Southern blot was performed with ten µg of genomic DNA digested at 37 °C during 3 hr with EcoRI restriction endonuclease. After ethanol precipitation, the digested DNAs were migrated on a 0.8% agarose gel, transferred onto a Hybond N+ membrane (GE Health), and hybridized with a BLV probe (Sac1 insert of plasmid pBLV344) labeled with α-32 P dCTP (Megaprime, GE Health).
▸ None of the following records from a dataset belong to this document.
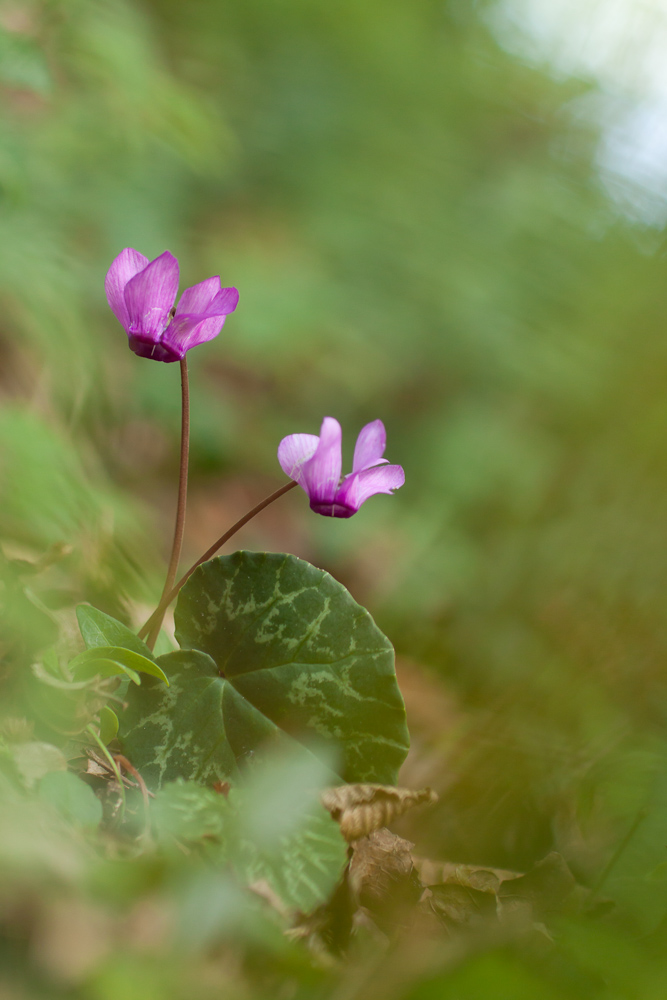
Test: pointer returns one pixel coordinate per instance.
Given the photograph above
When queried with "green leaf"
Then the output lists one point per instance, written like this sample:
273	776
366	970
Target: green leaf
276	651
34	759
99	629
72	797
101	666
186	811
273	828
127	660
108	724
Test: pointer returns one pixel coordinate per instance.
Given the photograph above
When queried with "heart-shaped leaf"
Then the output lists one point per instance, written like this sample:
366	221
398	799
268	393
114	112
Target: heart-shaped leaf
275	651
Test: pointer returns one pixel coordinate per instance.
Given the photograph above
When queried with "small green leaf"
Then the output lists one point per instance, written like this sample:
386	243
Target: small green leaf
108	724
130	662
99	629
72	797
102	666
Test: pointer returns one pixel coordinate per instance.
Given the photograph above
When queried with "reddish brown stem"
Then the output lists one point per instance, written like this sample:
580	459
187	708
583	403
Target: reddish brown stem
179	527
167	598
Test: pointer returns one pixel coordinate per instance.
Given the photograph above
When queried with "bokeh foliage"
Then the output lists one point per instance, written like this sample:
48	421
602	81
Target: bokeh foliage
414	223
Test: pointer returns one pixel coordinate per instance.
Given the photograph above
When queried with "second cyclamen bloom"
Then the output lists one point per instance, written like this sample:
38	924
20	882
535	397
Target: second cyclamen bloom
316	462
142	293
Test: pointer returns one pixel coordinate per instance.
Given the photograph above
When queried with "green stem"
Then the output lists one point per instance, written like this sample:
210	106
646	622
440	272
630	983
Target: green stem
168	597
179	527
114	767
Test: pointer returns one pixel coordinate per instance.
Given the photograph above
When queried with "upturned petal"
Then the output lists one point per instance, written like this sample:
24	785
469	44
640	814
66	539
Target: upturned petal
150	296
188	329
370	446
322	471
293	452
198	298
128	263
359	486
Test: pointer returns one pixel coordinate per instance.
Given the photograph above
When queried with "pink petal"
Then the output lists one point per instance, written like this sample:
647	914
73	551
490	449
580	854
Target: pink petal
224	303
187	330
370	446
128	263
322	471
293	451
198	298
150	295
359	486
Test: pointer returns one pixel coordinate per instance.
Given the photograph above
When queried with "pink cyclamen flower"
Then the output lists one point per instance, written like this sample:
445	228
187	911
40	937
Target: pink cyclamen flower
315	463
142	293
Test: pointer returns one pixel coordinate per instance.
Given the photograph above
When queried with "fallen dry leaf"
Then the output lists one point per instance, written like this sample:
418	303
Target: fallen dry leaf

PBMCs were separated by Percoll density gradient centrifugation (GE Health) and washed twice with phosphate-buffered saline (PBS)/0.075% EDTA and at least three times with PBS alone until complete clearance of platelets. After estimation of their viability by trypan blue dye exclusion, 2 × 10⁶ cells were cultivated during 16 hr at 37 °C in complete RPMI 1640 medium (e.g., supplemented with 10% FCS, 2 mM L-glutamine, 100 U of penicillin, 100 µg of streptomycin per mL; Sigma Aldrich) in the presence or the absence of different concentrations of VPA (Sigma Aldrich). After culture, PBMCs were collected, washed twice in PBS containing 10% FCS and incubated for 30 min at 4 °C in the presence of the monoclonal antibody 1H4 recognizing surface immunoglobulin M as a marker for B lymphocytes. Cells were then labeled with FITC-conjugated F(ab’)2 fragments of rabbit anti-mouse immunoglobulins (Dako) and fixed with 70% ethanol at −20 °C for at least 1 hr. After two final washes, the cells were treated with RNase A (50 µg/mL) (Sigma Aldrich) for 30 min at 37 °C, incubated for 5 min at room temperature in the presence of 20 µg per mL of propidium iodide (PI) (Sigma Aldrich) and analyzed by flow cytometry. Doublets were excluded from the analysis by using the (FL2a/FL2h/FL2w) gating method and cells staining in sub-G1 were considered to be apoptotic. Supplementary Supplementary Figure 1 shows a representative B-PI staining and the gating technique.

To determine the proportion of cells expressing the p24 protein, sheep PBMCs were cultivated during 16 hr, fixed and permeabilized using DAKO IntraStain Reagent A and 1x Becton Dickinson Permeabilizing solution 2. Intracellular detection of p24 was performed by sequential incubation with 4'G9 monoclonal antibody and a rat anti-mouse IgG1 phycoerythrin conjugate (Becton Dickinson) for 30 min at 4 °C. Ten thousand events per sample were collected by flow cytometry and analyzed with the Cellquest software. To assess viral expression, culture supernatants were separated from PBMCs by centrifugation (10 min at 1,500 g) and analyzed for p24 protein amount using an enzyme-linked immunosorbent assay (ELISA) procedure. For this purpose, 96-well microtiter plates (Maxisorb immunoplate; Nunc) were coated with 4'G9 monoclonal antibody (300 ng in PBS per well) for 4 hr at room temperature. The plates were washed three times with PBS-Tween 80 (0.2%), and serial threefold dilutions of supernatants were added to the wells in presence of bovine serum albumin (0.67%) and Tween 80 (1.33%). After overnight incubation at 4 °C and three washes, the presence of the p24 major capsid antigen was revealed using two monoclonal antibodies (2'C1 and 4'F5) conjugated with horseradish peroxidase.